Bear that in mind after three months in which the US stock market corrected, and then made good all its losses, as markets braced for a September rate rise from the Federal Reserve, then abandoned all hope of a rise this year, and then returned to their current view, that a rate rise in December is a 50/50 shot. The stock market made this rebound on the back of third-quarter earnings that show a marginal decline, and which are no better than they were expected to be three months ago.
Low rates, in the short run, are unambiguously good for share prices. By reducing the rate at which future earnings must be discounted, they justify higher earnings multiples. And by making bonds less attractive, they prod investors into equities.
So what is going on? First, money is fungible, and will flow to where it can make the best return. Beyond US shores, they must worry about the eurozone, where inflation last month was exactly zero, and two-year German Bund yields have dropped to a fresh historic low of below -0.3 per cent. More easy money from the European Central Bank, as advertised by ECB President Mario Draghi this month, appears to be a given. That sends money towards the US.
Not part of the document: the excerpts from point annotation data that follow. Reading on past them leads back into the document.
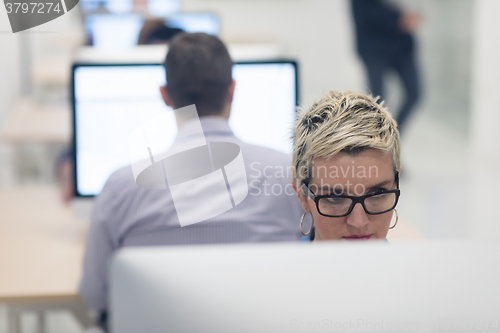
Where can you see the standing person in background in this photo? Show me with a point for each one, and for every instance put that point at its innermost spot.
(385, 42)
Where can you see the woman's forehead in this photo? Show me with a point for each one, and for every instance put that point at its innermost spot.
(369, 166)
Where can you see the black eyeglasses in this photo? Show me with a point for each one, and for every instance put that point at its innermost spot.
(332, 205)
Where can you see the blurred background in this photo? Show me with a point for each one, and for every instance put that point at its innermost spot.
(450, 153)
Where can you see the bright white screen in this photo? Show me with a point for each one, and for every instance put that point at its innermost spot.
(110, 102)
(194, 22)
(116, 32)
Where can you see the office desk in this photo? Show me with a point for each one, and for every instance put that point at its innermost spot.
(41, 249)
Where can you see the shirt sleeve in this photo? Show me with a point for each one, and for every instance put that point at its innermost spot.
(99, 249)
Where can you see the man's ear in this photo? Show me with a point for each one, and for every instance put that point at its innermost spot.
(230, 91)
(302, 198)
(166, 96)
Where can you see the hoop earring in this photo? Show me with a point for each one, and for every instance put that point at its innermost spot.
(302, 222)
(397, 218)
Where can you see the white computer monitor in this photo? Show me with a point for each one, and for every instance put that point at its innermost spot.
(109, 101)
(194, 22)
(328, 287)
(114, 31)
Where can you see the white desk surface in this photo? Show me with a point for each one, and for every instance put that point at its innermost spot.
(41, 247)
(31, 122)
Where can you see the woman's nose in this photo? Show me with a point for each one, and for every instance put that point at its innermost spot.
(358, 217)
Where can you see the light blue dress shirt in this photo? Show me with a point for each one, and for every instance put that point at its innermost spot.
(126, 215)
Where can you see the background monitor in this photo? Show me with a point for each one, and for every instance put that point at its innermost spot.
(113, 31)
(329, 287)
(195, 22)
(109, 101)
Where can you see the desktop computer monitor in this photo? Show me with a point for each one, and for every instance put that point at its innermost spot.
(113, 31)
(194, 22)
(109, 101)
(325, 287)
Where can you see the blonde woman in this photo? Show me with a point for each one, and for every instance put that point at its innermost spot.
(346, 168)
Then there is Japan, where the Bank of Japan decided on Friday not to increase its monetary stimulus, but where continued zero inflation appears to make such stimulus an inevitability.
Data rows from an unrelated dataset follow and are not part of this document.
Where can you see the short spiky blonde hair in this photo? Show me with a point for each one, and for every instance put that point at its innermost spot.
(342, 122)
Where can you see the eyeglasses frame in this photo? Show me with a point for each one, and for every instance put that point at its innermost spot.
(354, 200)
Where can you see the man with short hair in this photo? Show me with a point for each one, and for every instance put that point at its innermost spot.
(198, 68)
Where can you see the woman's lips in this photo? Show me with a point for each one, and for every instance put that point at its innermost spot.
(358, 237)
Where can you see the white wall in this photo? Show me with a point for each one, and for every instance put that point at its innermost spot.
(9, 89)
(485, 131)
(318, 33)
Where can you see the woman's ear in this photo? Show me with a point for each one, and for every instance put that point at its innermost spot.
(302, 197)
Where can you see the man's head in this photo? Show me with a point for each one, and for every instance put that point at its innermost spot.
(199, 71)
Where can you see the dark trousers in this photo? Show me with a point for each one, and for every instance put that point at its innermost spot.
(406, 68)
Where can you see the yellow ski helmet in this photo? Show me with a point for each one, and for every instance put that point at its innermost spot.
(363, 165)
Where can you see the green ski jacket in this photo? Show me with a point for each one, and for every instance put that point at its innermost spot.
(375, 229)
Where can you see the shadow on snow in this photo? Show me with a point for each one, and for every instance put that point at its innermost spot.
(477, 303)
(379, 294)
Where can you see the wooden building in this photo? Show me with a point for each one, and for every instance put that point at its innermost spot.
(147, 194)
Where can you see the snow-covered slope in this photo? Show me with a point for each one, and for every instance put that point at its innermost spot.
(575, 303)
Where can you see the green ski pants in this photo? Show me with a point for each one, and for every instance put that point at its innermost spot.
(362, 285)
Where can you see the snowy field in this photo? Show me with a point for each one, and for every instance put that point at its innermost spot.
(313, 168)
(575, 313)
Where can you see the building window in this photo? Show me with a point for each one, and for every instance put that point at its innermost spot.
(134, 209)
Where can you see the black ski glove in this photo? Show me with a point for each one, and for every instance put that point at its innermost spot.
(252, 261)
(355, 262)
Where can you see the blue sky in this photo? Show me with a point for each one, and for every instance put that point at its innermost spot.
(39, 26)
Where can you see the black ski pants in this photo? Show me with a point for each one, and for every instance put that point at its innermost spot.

And finally there are the emerging markets, led by China, which precipitated the US August stock market sell-off with poorly executed interventions in its stock and currency markets. With confidence in Chinese leadership shaken, any number of worrying new scenarios became possible.
What has changed since then? China has its story straight, and spent the World Bank's annual meetings this month reassuring everyone that its planned 7 per cent annual growth rate remained on target. Its stock market has stabilised — in dollar terms the Shanghai Composite is up 20.3 per cent from its August nadir, up 2.78 per cent for the year — as has the currency. After falling 3.7 per cent within two days, it has now clawed back 2.1 per cent from the low, albeit after the expenditure of an enormous chunk of China's foreign exchange reserves. This month, the People's Bank of China also announced a cut in rates and easing controls on banks' lending — measures that release money into world markets, even if they show little confidence in China's economy.
The trends still look unhealthy, but with sentiment to China calming, other emerging markets, and the raw materials whose prices depend on Chinese demand, have shown a slight recovery.
That is in no small part because the Fed responded to the risk of such a crisis by deciding not to raise rates in September, and admitting explicitly that China's problems were a factor by adding a new sentence to its communique: "Recent global economic and financial developments may restrain economic activity somewhat and are likely to put further downward pressure on inflation in the near term."
The Fed should not have been so clear about this, and its communications with the markets grew seriously out of whack. Expectations for future rate rises tumbled after September, with futures at one point signalling no rate rise until after next March. Then, starting with the release of poor US employment data earlier this month, US share prices went on a tear.
At first those gains were put down to lower rate expectations. But now the Fed has recalibrated expectations, cutting the offending sentence about global developments altogether from the communique it released this week, and making clear that it wants to raise rates in December. Stocks are undimmed.
Some of that is down to the earnings season. Slightly more stocks than usual have managed to beat their earnings estimates, which were very low, calling at one point for a year-on-year decline of almost 5 per cent. That slashing of estimates helped drive the August sell-off.
But there is only so far this argument can be taken. S&P 500 earnings still look as though they will show an outright year-on-year fall, on revenues that are declining and lower than expected. A higher stock market will make it easier for the Fed to raise rates. So this implies that US stocks are dependent on money sloshing around the globe as other countries fight deflation.
For six years now, we have had a repeating cycle. The US economy has stayed strong enough to avoid further recession, but weak enough to command continued doses of easy money — Goldilocks on ice. The bet underpinning the US stock market is that this cycle persists, thanks to events beyond US shores. It looks hopeful.